Sueño con mi cuerpo tieso

todos los días.

He renunciado a tanto y

¿por qué

estas ganas de llorar?

¿Por qué las heridas

suturadas se abren y sangran otra vez?

¿Por qué el silencio

que diseca mis huesos?

¿Por qué la puerta sigue cerrada

frente a mi rostro?

He renunciado a mí.

He renunciado.

Me abandoné cada tarde.

Yuliana espera por mí

en alguna estación lejana.

Impaciente;

se come las uñas,

los dedos.

Yuliana se come.


Madre,

sigo hablando de mí

a la gente

como si esto importara.

Como si la manta se levantara

y me dijeran

que deje de llorar

que todo fue una broma de mal gusto,

que ahora puedo reírme

a carcajadas de mí

y de mi vientre.


Que todo ha sido una broma

de muy mal gusto.

Que esto no soy yo

que afuera de la manta

hay vida en serio.

Madre

he renunciado a todo lo que me hacía infeliz.

¿por qué la muralla sigue creciendo?

Madre,

no debí salir de tu vientre.

Mira mis huesos.

Mira su fragilidad.

Mira los días

que se posan lilas

bajo mis ojos.

Mira mis manos

transparentes.

La muralla tiene vida.

A mi alrededor todo exhala más vida que yo.



Mãe,

sonho com o meu cadáver todas as noites.

Do meu ventre pendem dois seres que não quiseram nascer.

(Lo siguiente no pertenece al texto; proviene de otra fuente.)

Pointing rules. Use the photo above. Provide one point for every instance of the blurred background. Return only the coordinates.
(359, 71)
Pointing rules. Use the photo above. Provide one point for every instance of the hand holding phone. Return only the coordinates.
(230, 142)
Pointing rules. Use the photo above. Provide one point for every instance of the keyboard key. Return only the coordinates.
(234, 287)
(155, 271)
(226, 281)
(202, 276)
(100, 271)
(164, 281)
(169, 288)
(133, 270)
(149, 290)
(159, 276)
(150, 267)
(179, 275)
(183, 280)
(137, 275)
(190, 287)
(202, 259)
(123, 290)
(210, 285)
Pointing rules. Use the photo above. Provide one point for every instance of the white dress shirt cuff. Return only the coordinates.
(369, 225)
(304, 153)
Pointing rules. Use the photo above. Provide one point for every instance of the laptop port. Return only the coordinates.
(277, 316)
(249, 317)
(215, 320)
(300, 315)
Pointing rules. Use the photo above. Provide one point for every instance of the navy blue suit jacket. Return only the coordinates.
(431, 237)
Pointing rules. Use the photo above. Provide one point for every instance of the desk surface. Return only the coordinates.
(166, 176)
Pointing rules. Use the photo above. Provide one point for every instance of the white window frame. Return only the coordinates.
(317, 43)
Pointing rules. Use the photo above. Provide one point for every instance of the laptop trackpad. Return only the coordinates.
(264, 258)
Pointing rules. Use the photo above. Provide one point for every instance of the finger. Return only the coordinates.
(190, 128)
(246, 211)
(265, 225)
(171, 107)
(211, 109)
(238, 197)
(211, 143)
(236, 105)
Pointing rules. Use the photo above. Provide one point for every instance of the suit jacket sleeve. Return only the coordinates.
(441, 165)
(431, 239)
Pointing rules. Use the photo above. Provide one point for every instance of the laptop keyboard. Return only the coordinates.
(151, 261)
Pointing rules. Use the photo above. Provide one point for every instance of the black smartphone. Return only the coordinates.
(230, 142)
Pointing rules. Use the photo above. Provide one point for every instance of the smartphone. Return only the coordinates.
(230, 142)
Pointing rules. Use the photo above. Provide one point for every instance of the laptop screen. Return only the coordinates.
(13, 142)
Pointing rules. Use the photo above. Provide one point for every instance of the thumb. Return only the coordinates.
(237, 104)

Renunciei a tudo o que me fazia infeliz.

Renunciei a tudo.

Renunciei.

Só até o esterno por duas mãos ser arrancado

abres as pálpebras

e varres as crostas secas

que atapetam o chão do teu quarto.

Só até que alguém meta a sua mão no teu umbigo

e extraia uma víscera a sangrar

que lateja quente ao ar

convertes em argila a casa

e tentas moldá-la

ou esmagá-la de uma vez.

Mãe,

tenho vinte e três anos

e parece um século.


Sonho com meu corpo rígido

todos os dias.

Renunciei a tanto e

por quê

estas compulsões de chorar?

Porque é que as feridas

suturadas se abrem e sangram outra vez?

Porquê o silêncio

que disseca os meus ossos?

Porque é que a porta continua fechada

diante do meu rosto?

Renunciei a mim.

Renunciei.

Abandonei-me todas as tardes.

Yuliana espera por mim

nalguma estação longínqua.

Impaciente;

Rói as unhas,

os dedos.

Yuliana come-se.


Mãe,

continuo a falar de mim

às pessoas

como se isso importasse.

Como se a manta se levantasse

e me dissessem

para deixar de chorar

que tudo foi uma brincadeira de mau gosto,

que agora posso rir-me

às gargalhadas de mim

e do meu ventre.


Que tudo foi uma brincadeira

de muito mau gosto.

Que isto não sou eu

que fora da manta

há vida de verdade.

Mãe,

não devia ter saído do teu ventre.

Olha para os meus ossos.

Vê a sua fragilidade.

Vê os dias

que se hospedam em lilás

debaixo dos meus olhos.

Olha para as minhas mãos

transparentes.

A muralha tem vida.

Ao meu redor tudo exala mais vida do que eu.